Personentracking tönt nach Science-Fiction, doch in einigen Ländern sind solche Systeme bereits flächendeckend im Einsatz. Der Eidgenössische Datenschutz- und Öffentlichkeitsbeauftragte Hanspeter Thür warnt davor, dass sie bald auch in der Schweiz installiert werden könnten.

Der Eidgenössische Datenschutzbeauftragte Hanspeter Thür zieht im Street-View-Prozess gegen Google den Kürzeren.
Der Eidgenössische Datenschutzbeauftragte Hanspeter Thür zieht im Street-View-Prozess gegen Google den Kürzeren.

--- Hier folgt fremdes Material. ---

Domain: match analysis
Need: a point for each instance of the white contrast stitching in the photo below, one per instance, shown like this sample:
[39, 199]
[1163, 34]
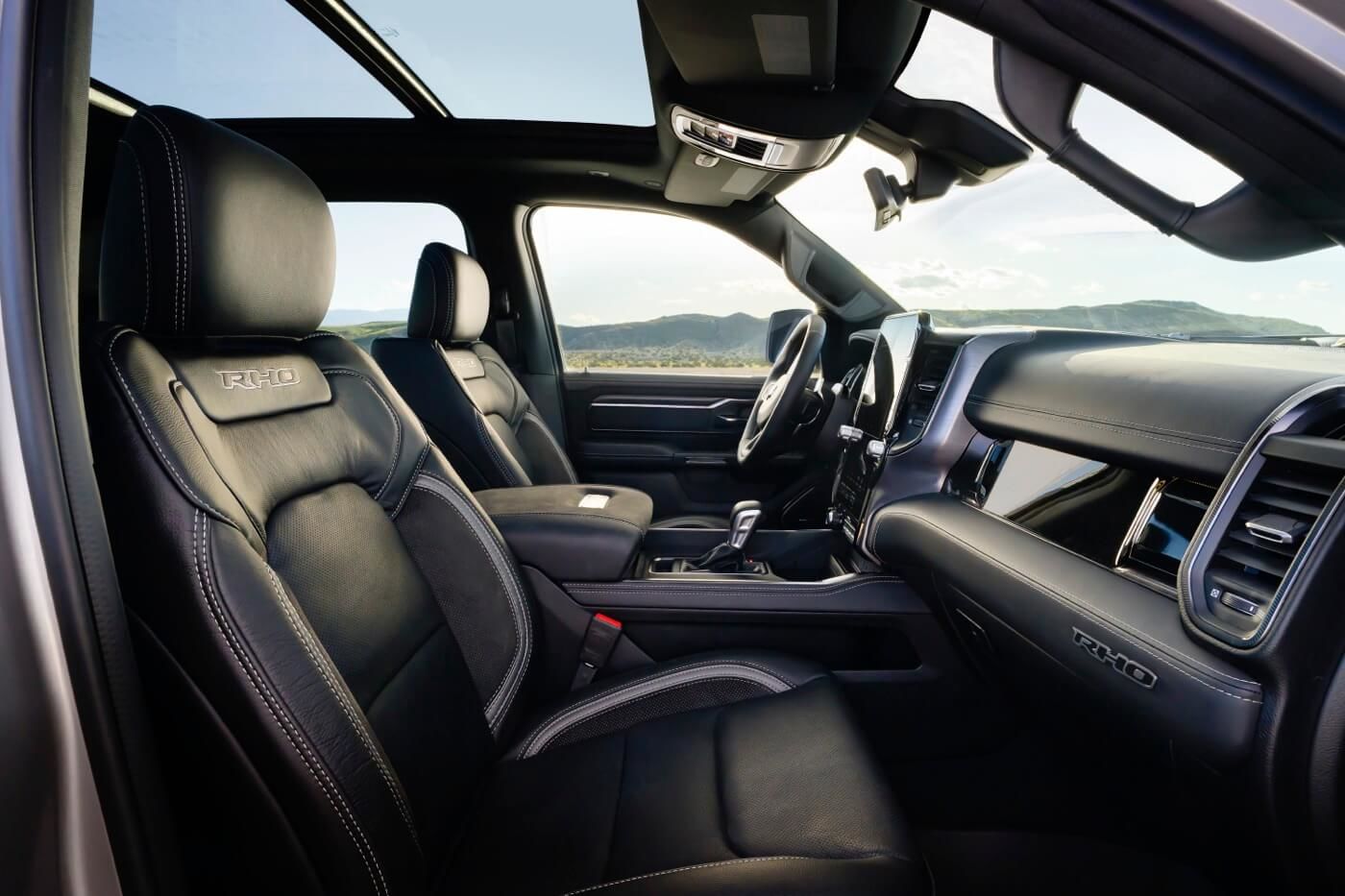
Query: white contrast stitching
[547, 430]
[678, 871]
[538, 742]
[410, 482]
[144, 225]
[526, 750]
[201, 559]
[715, 588]
[387, 405]
[494, 452]
[356, 717]
[178, 218]
[1080, 604]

Personentracking erlaubt Unternehmen beispielsweise, das Verhalten von Kunden zu analysieren. In Detailhandelsgeschäften scannen Kameras die Augenbewegungen und halten fest, welches Produkt wie lange betrachtet wird. Die erfassten Personen können nach Alter, Geschlecht oder ethnischer Herkunft kategorisiert werden. Andere Systeme analysieren anhand von Handy-Signalen die Bewegungen einer Person in einem Geschäft.

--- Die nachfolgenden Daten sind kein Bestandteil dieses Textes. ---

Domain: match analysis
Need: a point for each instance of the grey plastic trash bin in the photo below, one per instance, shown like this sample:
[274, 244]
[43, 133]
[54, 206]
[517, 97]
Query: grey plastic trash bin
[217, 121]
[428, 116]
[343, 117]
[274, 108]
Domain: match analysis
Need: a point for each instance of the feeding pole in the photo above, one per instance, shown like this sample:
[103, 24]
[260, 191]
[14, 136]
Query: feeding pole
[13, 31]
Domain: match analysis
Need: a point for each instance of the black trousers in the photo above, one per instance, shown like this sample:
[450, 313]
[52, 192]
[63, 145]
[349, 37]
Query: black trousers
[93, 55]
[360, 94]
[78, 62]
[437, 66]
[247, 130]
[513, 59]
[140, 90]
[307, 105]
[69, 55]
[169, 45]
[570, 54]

"Ziel ist es, Bedürfnisse herauszufinden, bevor der Kunde selber davon weiss", sagte Thür am Montag anlässlich der Präsentation seines Jahresberichts vor den Bundeshausmedien. Das Problem dabei aus datenschutzrechtlicher Sicht: Es fehlt an Transparenz und an der gemäss Gesetz notwendigen Einwilligung der Betroffenen. Noch kann es Thür bei der Warnung belassen. Nach seinen Angaben werden in der Schweizer derzeit keine Personentracking-Systeme in Unternehmen eingesetzt. Einige Firmen hätten jedoch bereits Interesse gezeigt. Welche es sind, ist allerdings auch dem obersten Schweizer Datenschützer nicht bekannt.

Falsche Schlüsse

Eine andere Überwachungs-Methode macht Thür ebenfalls grosse Sorgen: In "Big Data", der systematischen Auswertung riesiger Datenbestände, sieht er eine "massive Gefährdung der Privatsphäre". Problematisch sei dabei vor allem, dass auf diesem Weg nur Wahrscheinlichkeiten aus Mustern, aber keine gesicherten Erkenntnisse oder Kausalitäten abgeleitet werden könnten.

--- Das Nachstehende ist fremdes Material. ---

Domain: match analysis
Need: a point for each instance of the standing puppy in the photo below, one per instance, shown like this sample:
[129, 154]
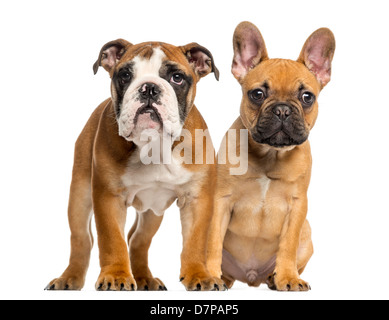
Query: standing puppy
[261, 215]
[153, 90]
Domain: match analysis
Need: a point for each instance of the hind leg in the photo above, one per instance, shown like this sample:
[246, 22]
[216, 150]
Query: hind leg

Wenn es um die Wahrscheinlichkeit gehe, dass jemand eine Glatze habe, möge das harmlos scheinen, heisst es im Jahresbericht. Aber: "Wenn der zu einem Muster führende Algorithmus Aussagen zu einem möglichen kriminellen Verhalten von Menschen macht, kann dies für den Einzelnen verheerend sein." Thür drängt darum auf eine Revision des Datenschutzgesetzes. Die Nutzung von "Big Data" habe längst begonnen, dadurch seien grundlegende Bestimmungen des Gesetzes in Frage gestellt. Es brauche dringend eine Expertengruppe, welche die Situation analysiere und Lösungen vorschlage.

Gegen neue Spionage-Möglichkeiten

Der Datenschutzbeauftragte hat sich aber nicht nur mit der Zukunft, sondern auch mit der Vergangenheit befasst. So hat ihm unter anderem die NSA-Affäre letztes Jahr Arbeit beschert. Durch die bekannt gewordene flächendeckende Überwachung des Internets sei die Diskussion um die Grenzen staatlicher Überwachung neu lanciert worden, zeigte sich Thür überzeugt. Vor diesem Hintergrund er sich mehrmals kritisch zum neues Nachrichtendienstgesetz geäussert, das derzeit beim Parlament liegt.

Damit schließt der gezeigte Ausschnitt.